Life offers us a mirror. It is a gift to look inward and reflect on who we are now and who we are becoming. This mirror reveals what drives us, what makes us happy, what hardens our heart, and what we gives us meaning. Sometimes we learn about ourselves through the tender presence of others, those who gently show us who we are. It is easy to avoid reflecting on our lives and just push forward, but wisdom says that being self-reflective is essential to a life well lived.
A few years ago I learned something about myself. I learned that I didn’t like to miss out on new experiences. I live with a touch of anxiety about being on the sidelines. This hit us all with the full force of a comedy show on my wedding day. My wife, Kelly, and I were married in Cuba with a couple dozen of our best friends. For me, it was sensory overload of the best kind as we snorkelled, sang karaoke, and danced on a white sand beach.

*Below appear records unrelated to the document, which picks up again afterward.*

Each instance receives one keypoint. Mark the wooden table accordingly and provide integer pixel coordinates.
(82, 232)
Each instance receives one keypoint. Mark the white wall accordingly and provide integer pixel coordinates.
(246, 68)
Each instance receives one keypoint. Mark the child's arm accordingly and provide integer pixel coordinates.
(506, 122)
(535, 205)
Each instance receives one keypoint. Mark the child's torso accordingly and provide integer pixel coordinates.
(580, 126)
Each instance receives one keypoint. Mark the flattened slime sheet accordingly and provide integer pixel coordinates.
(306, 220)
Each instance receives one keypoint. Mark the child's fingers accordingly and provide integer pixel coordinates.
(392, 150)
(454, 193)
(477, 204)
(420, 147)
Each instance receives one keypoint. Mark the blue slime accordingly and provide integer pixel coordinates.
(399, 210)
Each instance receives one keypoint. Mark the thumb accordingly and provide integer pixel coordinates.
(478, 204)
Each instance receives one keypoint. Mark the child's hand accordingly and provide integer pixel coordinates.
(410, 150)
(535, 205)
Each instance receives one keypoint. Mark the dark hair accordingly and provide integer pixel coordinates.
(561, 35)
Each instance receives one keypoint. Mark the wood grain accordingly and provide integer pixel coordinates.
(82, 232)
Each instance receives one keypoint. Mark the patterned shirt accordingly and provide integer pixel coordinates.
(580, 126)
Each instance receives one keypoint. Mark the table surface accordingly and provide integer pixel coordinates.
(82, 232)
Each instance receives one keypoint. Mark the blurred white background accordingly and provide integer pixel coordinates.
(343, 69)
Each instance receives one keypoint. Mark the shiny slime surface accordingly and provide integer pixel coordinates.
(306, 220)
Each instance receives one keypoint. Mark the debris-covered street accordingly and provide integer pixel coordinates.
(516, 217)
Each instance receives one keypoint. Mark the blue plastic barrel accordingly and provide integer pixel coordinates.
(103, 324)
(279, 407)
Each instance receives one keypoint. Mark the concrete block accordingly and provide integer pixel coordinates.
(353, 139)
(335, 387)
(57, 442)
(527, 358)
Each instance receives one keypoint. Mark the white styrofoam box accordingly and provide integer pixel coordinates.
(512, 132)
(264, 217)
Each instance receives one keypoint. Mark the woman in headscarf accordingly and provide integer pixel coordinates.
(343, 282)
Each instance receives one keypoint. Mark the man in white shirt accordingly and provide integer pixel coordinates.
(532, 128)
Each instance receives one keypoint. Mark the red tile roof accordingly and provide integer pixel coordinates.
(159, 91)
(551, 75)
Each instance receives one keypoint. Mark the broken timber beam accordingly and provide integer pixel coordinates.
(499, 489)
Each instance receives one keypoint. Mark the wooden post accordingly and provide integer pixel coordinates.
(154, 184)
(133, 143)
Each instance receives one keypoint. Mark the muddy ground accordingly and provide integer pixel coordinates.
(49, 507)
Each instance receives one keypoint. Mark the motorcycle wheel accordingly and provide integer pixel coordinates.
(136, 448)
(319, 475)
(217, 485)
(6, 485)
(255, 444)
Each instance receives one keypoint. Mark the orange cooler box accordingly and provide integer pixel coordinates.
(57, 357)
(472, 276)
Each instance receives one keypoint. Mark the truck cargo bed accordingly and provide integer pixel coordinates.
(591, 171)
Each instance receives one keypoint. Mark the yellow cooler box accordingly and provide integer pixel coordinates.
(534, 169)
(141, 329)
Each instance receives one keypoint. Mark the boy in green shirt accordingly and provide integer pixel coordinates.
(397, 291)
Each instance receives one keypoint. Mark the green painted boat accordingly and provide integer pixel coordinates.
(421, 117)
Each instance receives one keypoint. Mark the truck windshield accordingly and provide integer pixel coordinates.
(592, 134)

But then came a fatal error: someone put me in charge of the menu, and it was a menu like none that I had ever seen. On our wedding day we sat down for our feast and the servers arrived to set down in front of everyone a full plate of baby eel salad. It looks just like it sounds. There, in front of all of us, including my seafood adverse bride, were mounds of little white eels with eyes staring blankly into the faces of my stunned guests. In a moment all eyes turned from the eels, to me. Today we laugh and squirm over the memory, but those eels were a window into my soul. There’s a term for this behaviour – FOMO – or Fear of Missing Out.
FOMO is now a joke in our family when I’m eager to head out and try a new restaurant. I still love to experience new things, but I am learning to slow down and enjoy the moment with others. I do not have to rush to try something new, I can let an experience pass by without having to jump on board. Often it is the best choice I can make.
Our fear of missing out might not lead to a comedy of errors and a plate full of eels, but it may lead us to miss those people and relationships that are right in front of us. FOMO has a way of stealing us away from others. We cannot linger long with our neighbours because we have places to be. We cannot spend time with our kids skating on the frozen pond because we fear wasting an afternoon when we could be doing other things. Fear of Missing Out drives us to zip through our neighbourhoods and avoid spending our time on the small and beautiful local joys that are found all around us.
The opposite of the Fear of Missing Out is the Joy of Missing Out, or JOMO. We find joy when we slow down and recognize the value of missing out on one thing in favour of another. Missing out on our TV show in favour of playing LEGO with our kids is an example of JOMO. Or we can experience JOMO when we miss out on scrolling through social media in favour of spending the evening with a friend. JOMO is about making conscious decisions about letting go of those things we want to experience in favour of those meaningful moments and connections in our lives and neighbourhoods. JOMO is a gift, a fruit, that is nurtured in our lives and as we look in the mirror we may even smile and give thanks for all that we missed in exchange for the joy of who we are becoming.